Shader downloaded by RetroArch:
- The screen zooms in and out as reported by @Arviel.
- “Do Overscan” works, but even with 0.0 the image is cutted.
Shader downloaded with guest.r’s link:
- No problem with the screen.
- “Do Overscan” not works. No effect.
GLSL shader.
Thanks.
The screen zoom is intentional. That’s the raster bloom effect. Changing the “bloom percentage” parameter to 0.0 should disable it. It also works in conjunction with the overscan parameter, so setting it to 0.0 should eliminate the overscan cutting, as well.
@hunterk I think he’s referring to the castlevania video posted here: Please show off what crt shaders can do! which shows a broken raster bloom effect. I don’t think that effect can be intentional (just look at the video
)
Ah, yeah, you’re right. I’ll see what I can do on that.
EDIT: blegh, it’s related to trying to cut out mipmaps, which seem to be broken on GLES (I know, I know, using mipmaps was my own suggestion…). Anyway, it’ll just have to be broken on GLES.
guest.r’s shader seems to do some weird stuff to Beetle PSX’s (software) scaling: http://screenshotcomparison.com/comparison/127938
The STR on the left if probably the most noticeable thing off.

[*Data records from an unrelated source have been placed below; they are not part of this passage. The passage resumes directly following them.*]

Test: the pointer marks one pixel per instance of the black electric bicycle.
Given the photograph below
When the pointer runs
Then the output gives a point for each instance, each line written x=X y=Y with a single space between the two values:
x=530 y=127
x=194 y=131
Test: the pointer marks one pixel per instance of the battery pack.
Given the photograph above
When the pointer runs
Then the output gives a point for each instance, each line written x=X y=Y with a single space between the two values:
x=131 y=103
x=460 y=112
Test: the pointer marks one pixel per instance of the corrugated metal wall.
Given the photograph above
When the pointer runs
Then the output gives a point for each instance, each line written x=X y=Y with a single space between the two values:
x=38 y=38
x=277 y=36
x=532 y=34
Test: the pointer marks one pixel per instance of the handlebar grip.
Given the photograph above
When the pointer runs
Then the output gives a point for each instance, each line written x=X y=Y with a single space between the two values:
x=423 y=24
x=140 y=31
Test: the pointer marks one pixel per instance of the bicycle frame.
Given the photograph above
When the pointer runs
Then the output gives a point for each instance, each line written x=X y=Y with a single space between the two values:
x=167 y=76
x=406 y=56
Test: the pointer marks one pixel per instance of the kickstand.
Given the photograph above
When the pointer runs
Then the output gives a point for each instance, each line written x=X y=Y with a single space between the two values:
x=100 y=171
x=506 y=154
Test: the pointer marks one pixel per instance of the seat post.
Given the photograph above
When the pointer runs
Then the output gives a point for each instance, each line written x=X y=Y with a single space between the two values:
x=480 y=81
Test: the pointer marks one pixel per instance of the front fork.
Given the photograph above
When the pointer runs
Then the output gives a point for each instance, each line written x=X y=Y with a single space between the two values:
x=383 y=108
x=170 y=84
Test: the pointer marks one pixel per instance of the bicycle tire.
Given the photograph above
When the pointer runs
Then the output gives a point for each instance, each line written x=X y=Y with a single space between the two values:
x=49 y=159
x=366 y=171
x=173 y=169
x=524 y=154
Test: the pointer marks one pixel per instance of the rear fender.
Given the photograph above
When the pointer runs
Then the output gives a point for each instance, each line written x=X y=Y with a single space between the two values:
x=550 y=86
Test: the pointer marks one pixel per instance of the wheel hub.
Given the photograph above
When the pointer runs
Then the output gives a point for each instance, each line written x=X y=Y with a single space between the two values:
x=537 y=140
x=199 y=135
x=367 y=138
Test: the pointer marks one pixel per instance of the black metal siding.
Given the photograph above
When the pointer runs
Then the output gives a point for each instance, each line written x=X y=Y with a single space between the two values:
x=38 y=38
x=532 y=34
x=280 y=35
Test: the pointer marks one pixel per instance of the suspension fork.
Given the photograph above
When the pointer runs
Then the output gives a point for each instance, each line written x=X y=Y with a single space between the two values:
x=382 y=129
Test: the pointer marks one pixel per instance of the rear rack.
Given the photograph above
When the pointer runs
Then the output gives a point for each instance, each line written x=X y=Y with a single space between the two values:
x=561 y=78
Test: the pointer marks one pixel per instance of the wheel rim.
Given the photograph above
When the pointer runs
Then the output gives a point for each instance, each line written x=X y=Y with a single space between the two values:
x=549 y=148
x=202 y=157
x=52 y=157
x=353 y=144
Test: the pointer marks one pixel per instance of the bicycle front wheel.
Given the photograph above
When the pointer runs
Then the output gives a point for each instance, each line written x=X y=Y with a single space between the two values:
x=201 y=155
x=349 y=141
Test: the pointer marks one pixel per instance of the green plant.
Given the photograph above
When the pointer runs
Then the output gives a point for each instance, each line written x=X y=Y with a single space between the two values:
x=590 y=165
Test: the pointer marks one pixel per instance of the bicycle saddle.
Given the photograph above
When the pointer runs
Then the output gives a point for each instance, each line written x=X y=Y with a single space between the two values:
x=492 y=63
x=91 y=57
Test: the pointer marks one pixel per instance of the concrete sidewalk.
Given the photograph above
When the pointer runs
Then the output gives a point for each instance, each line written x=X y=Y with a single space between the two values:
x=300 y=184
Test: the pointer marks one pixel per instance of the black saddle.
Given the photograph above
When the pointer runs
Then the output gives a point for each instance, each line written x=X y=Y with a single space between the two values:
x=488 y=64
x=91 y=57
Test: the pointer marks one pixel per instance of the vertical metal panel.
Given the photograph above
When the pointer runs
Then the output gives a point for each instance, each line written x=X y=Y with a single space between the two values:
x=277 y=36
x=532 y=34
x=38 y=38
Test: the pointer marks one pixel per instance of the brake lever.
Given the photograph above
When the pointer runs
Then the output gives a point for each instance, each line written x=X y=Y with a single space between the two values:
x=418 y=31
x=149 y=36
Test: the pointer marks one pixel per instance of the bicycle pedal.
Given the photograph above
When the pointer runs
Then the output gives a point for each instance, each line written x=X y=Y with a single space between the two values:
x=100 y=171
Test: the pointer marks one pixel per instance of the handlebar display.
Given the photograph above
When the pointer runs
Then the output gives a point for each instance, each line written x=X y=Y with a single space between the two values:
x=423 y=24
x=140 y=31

This is with the shader’s warp, bloom percentage and Do overscan options set to 0. I’m using the slang version. I thought maybe it had to do with the scanline cropping and image offset core options I’m using, but it still looks off with those set to default: http://screenshotcomparison.com/comparison/127939
I didn’t notice the same type of scaling problem with GPGX, SNES9x or PCE Fast. Even using scanline cropping in PCE Fast didn’t seem to have a problem.
Maybe try changing the filtering to linear on all of the passes? There might be some rounding issues with scaling of the passes.
How could be fixed?

Try it now. I added the mipmaps back in a few hours ago.
I updated the shader, but still the same problem…
RetroArch 1.7.5 (01/15/19), MAME 0.205, MK1.
I tested the shader with Street Fighter II: The World Warrior (MAME) without problem.